Before deployment, HMCS Regina crew members were screened for COVID-19 using a “a review of recent travel history, a check for symptoms associated with COVID-19 and a review of any potential known contacts with COVID-19,” according to a statement by the Department of National Defence.
However, as The Capital reported last week, these measures would have been wholly inadequate to detect any sailor potentially carrying the virus. For at least the last two weeks, COVID-19 has been spreading freely through the Greater Victoria area, potentially exposing any number of people who have no recent travel history or any knowledge of coming into a contact with a carrier of COVID-19.

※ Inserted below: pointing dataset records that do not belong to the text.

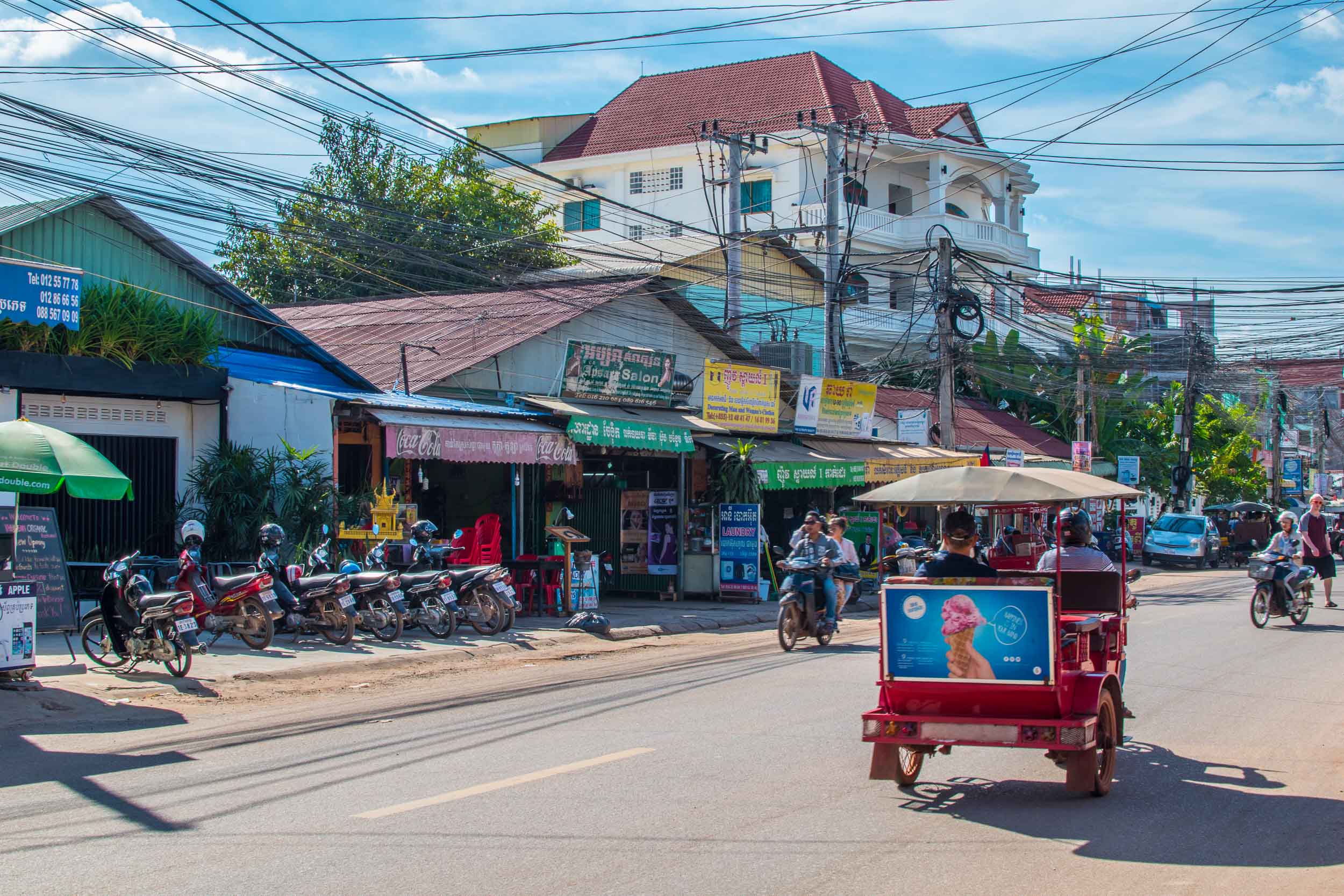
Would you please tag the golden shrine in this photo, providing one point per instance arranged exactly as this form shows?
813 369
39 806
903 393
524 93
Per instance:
390 518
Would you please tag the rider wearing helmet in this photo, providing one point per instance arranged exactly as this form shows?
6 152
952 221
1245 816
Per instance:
269 537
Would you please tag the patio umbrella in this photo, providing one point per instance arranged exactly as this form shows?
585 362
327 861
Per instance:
38 460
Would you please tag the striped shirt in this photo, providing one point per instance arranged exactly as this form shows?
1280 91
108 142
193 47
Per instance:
1076 556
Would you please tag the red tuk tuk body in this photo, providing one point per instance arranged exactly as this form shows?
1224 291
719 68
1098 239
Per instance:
1066 701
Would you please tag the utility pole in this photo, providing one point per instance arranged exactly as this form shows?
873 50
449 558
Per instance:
834 192
735 152
947 361
1181 476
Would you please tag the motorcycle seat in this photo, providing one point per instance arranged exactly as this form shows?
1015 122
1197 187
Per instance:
367 579
310 582
230 582
464 577
417 579
160 599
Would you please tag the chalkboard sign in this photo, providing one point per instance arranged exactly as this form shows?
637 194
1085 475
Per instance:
41 556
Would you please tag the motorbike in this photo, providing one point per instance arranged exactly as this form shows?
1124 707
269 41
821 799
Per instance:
133 623
800 610
242 605
375 593
479 590
1280 591
429 599
324 604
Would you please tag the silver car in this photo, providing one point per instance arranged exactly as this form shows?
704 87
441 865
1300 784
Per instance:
1182 537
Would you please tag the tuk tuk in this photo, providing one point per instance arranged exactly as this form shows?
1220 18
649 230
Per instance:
1025 660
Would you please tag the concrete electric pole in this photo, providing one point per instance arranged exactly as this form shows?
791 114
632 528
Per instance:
947 359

What’s more, COVID-19 does not always result in symptoms. This is one of the primary reasons the virus has been so destructive; thousands of people around the world have been unknowingly infecting others without any indication that they are a carrier.
Given the Royal Canadian Navy’s limited procedures for COVID-19 screening, it’s entirely possible they could have unknowingly boarded an asymptomatic patient who had contracted the virus without leaving Greater Victoria.
Last week, COVID-19 concerns caused the Royal Canadian Navy to recall a total of four vessels deployed overseas, including the CFB Esquimalt warships HMCS Nanaimo and HMCS Whitehorse, which were engaged in anti-smuggling patrols in the Caribbean.
However, Regina, Brandon and Calgary remained exempt from the recalls due to the navy’s need to retain a contingent of “ready duty” ships able to set sail in an emergency. As pandemic conditions worsen across Canada, the military may eventually be called upon to provide assistance.
“Senior leadership remains committed to balancing the requirement to complete critical tasks and high readiness training in support of planned operations while coordinating with health care professionals the requirement to enforce health protection measures for our sailors,” a military spokesperson told The Capital.
As of March 20, the Canadian Armed Forces are no longer reporting the number of confirmed COVID-19 cases among their members.
“This is information we don’t want opposing forces to have as we’re relatively a small force,” Department of National Defence spokesman Dan Le Bouthillier told the Ottawa Citizen Friday.